I would like to suggest two hypotheses for explaining these results. First, I suggest legislatures are accurately reflecting the views of their constituents, at least those constituents who matter. Martin Gilens finds that only the policy views of the rich influence what policy gets implemented, at least on the Federal level. Andrew Gelman has shown that the rich tend to be more reactionary in their views.

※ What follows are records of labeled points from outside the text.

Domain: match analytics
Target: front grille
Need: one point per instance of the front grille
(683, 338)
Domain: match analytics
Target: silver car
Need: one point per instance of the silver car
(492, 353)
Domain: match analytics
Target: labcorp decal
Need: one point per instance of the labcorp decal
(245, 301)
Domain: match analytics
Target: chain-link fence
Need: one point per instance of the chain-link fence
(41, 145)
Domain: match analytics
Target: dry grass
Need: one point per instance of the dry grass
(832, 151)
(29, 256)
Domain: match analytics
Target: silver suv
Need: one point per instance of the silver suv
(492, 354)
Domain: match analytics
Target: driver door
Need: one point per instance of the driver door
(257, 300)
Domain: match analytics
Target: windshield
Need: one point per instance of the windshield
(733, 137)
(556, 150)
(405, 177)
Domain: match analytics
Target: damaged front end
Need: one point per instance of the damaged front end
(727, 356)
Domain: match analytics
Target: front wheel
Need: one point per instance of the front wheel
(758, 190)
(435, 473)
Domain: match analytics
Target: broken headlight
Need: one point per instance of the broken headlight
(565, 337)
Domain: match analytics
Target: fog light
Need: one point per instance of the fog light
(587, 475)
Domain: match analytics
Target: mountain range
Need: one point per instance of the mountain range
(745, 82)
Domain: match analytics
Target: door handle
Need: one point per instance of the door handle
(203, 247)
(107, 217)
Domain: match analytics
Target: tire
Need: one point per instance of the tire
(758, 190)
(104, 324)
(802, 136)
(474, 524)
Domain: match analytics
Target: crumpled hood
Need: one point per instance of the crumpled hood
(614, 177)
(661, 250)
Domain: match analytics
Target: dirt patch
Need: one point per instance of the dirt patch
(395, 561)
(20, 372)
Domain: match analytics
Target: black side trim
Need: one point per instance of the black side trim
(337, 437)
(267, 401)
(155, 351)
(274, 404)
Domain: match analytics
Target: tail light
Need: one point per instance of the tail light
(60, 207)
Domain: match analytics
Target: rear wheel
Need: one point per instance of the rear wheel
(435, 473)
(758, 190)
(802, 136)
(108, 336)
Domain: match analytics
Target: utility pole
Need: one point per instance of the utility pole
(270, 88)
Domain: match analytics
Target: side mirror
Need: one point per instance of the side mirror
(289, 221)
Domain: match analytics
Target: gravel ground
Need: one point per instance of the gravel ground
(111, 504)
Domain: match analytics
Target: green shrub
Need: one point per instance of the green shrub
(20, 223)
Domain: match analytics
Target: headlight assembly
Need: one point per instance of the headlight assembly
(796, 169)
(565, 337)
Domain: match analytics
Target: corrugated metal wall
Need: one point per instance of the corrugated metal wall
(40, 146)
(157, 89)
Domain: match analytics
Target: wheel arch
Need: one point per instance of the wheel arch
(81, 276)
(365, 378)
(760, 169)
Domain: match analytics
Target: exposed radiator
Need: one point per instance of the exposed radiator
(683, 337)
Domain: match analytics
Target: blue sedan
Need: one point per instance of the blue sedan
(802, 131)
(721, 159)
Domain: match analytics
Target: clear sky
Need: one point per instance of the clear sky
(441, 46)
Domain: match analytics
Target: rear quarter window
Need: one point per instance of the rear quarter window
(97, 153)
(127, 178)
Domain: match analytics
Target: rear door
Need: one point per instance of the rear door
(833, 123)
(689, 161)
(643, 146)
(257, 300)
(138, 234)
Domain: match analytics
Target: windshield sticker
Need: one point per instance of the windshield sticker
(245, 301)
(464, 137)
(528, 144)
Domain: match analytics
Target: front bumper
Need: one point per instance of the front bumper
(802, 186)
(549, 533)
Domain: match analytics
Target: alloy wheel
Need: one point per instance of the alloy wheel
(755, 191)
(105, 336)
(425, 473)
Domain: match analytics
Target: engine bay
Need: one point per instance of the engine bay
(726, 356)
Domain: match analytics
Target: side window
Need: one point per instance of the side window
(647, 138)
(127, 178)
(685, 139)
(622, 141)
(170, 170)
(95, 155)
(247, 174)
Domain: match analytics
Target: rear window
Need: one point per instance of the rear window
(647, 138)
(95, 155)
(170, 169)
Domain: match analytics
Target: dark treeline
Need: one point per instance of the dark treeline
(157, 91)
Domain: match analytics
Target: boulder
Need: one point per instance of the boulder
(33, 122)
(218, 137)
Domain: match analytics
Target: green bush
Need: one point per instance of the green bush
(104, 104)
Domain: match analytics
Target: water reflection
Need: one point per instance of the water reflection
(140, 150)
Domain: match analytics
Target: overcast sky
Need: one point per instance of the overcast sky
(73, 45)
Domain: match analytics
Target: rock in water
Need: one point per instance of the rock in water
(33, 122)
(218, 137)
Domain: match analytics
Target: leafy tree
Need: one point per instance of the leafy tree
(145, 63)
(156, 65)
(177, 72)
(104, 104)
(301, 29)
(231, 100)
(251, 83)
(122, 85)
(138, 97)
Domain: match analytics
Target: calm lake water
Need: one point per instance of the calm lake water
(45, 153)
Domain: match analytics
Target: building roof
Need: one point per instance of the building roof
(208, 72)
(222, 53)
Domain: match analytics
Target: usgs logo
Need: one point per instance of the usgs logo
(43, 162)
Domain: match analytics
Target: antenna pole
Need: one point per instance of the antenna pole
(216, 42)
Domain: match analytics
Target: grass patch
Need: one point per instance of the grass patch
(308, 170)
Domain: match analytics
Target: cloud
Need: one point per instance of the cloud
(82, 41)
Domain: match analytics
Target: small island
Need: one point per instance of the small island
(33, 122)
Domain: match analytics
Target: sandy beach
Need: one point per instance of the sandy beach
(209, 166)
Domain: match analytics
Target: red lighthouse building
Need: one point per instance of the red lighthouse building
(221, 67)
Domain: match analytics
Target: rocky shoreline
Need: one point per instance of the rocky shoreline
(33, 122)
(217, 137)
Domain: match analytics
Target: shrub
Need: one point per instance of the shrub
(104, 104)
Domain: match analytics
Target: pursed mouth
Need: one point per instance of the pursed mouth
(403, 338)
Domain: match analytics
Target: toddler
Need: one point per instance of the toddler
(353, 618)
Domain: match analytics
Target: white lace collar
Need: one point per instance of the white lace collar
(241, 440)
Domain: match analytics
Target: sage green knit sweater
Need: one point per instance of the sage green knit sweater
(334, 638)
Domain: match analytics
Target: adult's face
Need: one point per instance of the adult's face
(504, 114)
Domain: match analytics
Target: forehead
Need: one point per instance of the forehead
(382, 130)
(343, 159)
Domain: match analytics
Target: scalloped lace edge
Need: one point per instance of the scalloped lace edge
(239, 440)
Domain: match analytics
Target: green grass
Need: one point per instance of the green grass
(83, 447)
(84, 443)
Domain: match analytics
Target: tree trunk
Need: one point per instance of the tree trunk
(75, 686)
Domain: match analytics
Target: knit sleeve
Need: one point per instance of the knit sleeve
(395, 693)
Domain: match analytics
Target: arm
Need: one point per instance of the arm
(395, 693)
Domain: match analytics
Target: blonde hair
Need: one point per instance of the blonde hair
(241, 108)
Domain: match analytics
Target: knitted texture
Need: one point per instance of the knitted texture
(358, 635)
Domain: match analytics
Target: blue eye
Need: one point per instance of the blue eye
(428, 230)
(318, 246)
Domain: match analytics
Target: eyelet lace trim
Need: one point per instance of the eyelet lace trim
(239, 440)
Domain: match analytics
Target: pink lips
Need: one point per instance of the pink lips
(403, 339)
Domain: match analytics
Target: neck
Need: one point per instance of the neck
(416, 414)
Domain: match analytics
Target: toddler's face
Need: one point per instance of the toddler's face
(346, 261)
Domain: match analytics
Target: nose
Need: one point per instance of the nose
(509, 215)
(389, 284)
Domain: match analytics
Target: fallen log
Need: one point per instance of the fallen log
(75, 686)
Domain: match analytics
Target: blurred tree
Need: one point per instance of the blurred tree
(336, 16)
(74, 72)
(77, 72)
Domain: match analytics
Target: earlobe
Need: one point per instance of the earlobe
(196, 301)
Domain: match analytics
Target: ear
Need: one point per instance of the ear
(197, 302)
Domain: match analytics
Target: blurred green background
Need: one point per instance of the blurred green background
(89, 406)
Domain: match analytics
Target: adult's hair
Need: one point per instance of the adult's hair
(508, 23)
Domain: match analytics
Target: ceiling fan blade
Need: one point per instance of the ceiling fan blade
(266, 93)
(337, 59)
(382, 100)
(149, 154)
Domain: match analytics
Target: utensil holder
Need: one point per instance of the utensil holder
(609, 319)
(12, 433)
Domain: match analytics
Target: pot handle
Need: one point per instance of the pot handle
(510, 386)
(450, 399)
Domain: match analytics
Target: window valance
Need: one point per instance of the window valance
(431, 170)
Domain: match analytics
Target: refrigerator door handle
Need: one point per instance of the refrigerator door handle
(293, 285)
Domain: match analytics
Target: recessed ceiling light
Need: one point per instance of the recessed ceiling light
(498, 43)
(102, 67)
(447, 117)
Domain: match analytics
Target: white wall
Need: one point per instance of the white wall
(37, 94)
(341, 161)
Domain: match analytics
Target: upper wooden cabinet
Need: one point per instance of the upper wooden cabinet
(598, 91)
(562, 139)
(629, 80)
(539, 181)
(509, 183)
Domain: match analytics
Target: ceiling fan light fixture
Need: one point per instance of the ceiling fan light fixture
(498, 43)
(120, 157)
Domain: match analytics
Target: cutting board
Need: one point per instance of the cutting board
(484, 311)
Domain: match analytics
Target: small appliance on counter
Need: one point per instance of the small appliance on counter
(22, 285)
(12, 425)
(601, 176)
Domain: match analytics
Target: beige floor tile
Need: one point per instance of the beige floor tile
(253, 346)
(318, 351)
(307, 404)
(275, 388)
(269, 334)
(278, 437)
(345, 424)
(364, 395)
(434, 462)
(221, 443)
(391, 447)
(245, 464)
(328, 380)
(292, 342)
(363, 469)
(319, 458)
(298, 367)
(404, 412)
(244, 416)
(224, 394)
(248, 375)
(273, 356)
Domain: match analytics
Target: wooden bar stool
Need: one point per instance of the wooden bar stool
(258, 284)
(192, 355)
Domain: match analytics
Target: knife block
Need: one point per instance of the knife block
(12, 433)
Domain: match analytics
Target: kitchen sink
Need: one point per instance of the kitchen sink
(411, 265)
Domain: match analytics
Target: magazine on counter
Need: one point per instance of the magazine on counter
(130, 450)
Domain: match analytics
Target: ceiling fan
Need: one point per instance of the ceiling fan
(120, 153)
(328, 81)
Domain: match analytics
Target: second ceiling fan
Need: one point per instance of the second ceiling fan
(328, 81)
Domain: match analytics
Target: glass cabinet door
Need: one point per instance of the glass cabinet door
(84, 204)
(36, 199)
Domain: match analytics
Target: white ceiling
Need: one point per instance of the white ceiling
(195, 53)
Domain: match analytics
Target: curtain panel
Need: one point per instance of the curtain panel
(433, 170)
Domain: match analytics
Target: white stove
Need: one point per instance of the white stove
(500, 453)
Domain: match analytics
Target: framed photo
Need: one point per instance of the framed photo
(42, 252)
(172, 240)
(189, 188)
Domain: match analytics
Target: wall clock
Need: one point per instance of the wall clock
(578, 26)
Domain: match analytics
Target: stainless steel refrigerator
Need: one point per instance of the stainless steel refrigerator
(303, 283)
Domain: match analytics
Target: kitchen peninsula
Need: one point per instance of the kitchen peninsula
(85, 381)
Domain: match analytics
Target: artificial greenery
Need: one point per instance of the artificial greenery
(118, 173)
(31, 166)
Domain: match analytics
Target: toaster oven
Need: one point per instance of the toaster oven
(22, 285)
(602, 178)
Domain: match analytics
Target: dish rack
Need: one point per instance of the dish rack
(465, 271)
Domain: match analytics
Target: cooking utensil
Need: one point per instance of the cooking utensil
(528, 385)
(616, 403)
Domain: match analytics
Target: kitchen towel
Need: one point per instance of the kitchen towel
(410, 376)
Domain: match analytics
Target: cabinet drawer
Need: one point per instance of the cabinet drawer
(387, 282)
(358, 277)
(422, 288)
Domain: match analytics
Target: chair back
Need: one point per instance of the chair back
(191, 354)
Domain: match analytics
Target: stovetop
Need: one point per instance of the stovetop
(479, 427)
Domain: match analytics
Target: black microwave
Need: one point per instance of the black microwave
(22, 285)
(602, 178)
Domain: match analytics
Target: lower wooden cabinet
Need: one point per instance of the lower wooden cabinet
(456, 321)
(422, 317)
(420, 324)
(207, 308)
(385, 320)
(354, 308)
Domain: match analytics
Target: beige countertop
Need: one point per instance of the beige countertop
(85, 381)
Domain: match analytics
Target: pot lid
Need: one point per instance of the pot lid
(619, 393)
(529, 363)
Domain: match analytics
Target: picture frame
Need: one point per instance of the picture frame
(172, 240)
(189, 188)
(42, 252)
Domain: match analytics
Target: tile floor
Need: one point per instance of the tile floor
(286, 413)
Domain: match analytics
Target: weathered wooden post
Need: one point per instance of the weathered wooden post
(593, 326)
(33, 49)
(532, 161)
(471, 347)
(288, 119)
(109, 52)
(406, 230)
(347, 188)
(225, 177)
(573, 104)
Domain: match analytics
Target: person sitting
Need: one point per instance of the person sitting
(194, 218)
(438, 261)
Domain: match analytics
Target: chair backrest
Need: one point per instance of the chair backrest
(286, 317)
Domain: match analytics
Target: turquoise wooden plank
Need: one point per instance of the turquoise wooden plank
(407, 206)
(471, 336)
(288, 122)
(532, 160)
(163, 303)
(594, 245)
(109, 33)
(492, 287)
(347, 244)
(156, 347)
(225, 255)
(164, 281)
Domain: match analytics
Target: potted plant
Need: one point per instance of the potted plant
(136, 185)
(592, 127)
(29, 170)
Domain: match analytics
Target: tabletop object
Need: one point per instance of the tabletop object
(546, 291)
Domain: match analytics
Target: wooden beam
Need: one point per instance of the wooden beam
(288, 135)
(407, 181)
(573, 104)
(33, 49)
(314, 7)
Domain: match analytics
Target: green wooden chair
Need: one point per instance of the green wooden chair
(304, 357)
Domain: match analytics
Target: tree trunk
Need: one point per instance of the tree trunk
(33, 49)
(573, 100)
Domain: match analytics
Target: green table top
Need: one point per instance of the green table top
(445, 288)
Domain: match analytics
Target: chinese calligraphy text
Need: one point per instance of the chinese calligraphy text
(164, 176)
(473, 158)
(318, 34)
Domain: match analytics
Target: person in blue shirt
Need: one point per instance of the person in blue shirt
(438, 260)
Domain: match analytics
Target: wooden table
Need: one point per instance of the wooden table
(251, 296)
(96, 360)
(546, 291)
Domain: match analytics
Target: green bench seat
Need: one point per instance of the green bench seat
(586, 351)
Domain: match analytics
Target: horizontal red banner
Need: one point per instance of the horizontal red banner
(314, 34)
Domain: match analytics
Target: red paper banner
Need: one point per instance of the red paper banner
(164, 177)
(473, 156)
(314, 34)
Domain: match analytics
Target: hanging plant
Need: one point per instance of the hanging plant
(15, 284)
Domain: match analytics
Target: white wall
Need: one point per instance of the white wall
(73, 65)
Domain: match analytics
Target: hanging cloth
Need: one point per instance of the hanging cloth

Second, I would like to suggest that norms of politeness in the United States interacts with conservative minds such that conservatives are systematically underexposed to liberal views among their constituents. I draw on Jonathan Haidt's work here. In some work, he defines five dimensions of moral intuitions:

  1. Harm/care
  2. Fairness/reciprocity
  3. In-group/loyalty
  4. Authority/respect
  5. Purity/sanctity
(Quite a bit of literature exists on the different cognitive styles of conservatives and liberals. Liberals tend to have more activity in the anterior cingulate cortex, and conservatives tend to have a more active amygdala.) Liberals tend to worry more about harm and fairness, while conservatives equally emphasize all five dimensions.

My hypothesis is that conservatives tend to hear those articulating liberal, or even more left views, as being rude. If you are not comforting the comfortable, these days, you are branding yourself as not a member of an in-group that conservatives are loyal to, showing disrespect for our elites, and demonstrating personal impurity. So whether or not they understand liberal views, conservatives are unlikely to perceive such views as any more than eccentricities.

I suppose one could test my first hypothesis by comparing politicians' estimates of their constituents' views with the actual views of those constituents in the top 10% or 1%, by income or wealth. I'm not sure how one would empirically assess my second hypothesis, relating norms of politeness to political views. However one did this, I would think my second hypothesis would apply in a more extreme fashion to rural districts, as compared with urban districts. I do not know how this would apply in suburban districts.

I've probably made my usual share of spelling and grammar mistakes above. But I get to conclude this post, as if it were a journal publication, not a off-the-cuff blog post. More research is needed.